3. Give the coding agent:
   - current prompt file
   - eval report
   - prompt engineering best-practice manual / skill
   - constraint: do not hard-code eval cases
4. Ask for the smallest prompt change that explains the failures.
5. Rerun the same suites.
6. Keep the change only if bucket scores improve without regressions.

coding agent に渡す制約

prompt を直す coding agent には制約が必要です。

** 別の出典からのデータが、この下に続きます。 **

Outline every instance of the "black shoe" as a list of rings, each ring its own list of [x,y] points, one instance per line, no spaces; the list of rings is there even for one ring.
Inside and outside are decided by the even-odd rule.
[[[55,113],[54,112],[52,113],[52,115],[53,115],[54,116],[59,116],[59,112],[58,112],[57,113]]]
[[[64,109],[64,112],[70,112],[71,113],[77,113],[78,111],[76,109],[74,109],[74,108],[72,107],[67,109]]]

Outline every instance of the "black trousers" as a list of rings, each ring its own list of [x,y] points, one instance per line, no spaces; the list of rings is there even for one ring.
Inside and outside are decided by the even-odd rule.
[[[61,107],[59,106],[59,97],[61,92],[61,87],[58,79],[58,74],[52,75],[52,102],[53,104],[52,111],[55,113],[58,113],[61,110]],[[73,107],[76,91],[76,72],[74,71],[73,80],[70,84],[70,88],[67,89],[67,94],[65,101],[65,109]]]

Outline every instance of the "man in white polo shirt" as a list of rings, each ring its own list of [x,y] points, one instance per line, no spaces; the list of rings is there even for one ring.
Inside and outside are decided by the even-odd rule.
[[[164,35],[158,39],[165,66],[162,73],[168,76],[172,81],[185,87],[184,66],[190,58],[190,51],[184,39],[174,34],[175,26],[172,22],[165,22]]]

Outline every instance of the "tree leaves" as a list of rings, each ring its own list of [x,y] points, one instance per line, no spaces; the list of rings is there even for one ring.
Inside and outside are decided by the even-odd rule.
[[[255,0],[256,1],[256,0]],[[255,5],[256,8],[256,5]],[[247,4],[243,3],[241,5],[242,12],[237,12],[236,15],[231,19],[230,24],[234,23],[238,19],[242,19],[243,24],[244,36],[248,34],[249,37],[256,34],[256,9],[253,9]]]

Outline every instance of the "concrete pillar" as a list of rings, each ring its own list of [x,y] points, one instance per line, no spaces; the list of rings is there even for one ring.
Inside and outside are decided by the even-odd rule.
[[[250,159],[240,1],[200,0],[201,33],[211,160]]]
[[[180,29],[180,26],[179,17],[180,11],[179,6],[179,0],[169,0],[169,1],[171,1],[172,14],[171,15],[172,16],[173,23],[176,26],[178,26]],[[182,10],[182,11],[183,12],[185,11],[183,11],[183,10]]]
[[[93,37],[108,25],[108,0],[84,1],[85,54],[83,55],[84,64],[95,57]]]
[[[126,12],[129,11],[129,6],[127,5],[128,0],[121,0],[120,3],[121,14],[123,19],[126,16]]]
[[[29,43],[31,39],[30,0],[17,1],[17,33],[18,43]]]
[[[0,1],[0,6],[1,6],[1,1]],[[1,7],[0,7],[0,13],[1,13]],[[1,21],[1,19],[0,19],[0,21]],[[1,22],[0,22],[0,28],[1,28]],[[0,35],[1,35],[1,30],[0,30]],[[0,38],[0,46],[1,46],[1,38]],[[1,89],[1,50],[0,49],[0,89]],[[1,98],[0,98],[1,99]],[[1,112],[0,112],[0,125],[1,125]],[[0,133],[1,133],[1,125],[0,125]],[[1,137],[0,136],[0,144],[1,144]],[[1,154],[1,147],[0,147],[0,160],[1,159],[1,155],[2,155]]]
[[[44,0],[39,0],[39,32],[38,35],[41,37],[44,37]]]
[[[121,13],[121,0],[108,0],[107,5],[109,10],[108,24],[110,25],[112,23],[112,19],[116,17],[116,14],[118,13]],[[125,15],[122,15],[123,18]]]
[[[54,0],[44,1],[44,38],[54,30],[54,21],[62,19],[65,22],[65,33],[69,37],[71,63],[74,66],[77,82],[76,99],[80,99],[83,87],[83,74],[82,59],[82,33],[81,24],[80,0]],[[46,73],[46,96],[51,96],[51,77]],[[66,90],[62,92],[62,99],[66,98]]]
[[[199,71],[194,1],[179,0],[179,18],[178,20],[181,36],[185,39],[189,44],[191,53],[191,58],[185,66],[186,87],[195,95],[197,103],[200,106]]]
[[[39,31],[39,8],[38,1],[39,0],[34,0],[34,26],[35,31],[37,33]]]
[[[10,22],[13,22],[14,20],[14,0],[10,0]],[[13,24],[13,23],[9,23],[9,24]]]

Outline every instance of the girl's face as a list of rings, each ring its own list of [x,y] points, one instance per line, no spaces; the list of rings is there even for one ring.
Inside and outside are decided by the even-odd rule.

そうしないと visible eval set に過剰適合します。求めるべきなのは、task.json の文字列を hard-code することではなく、failure bucket が示す一般的な振る舞いを改善することです。

Card Agent には、Zoom という文字列ではなく、具体的な未来時刻と meeting medium があるなら event に寄せる、という rule を学ばせる。
PKM Agent には、sleep fact を常に Sleep.md に入れるのではなく、候補 file を読んでから既存の voice に合わせて append することを学ばせる。
Insight prompt には grounded、non-redundant、concise という rubric language を使わせる。

本当の目的

これらの eval は leaderboard のためではありません。prompt 変更を audit 可能にするためです。Card Agent は deterministic outcome grader でどこまで行けるかを示し、PKM Agent は partial credit、trajectory checks、calibrated model judgment が必要になる境界を示します。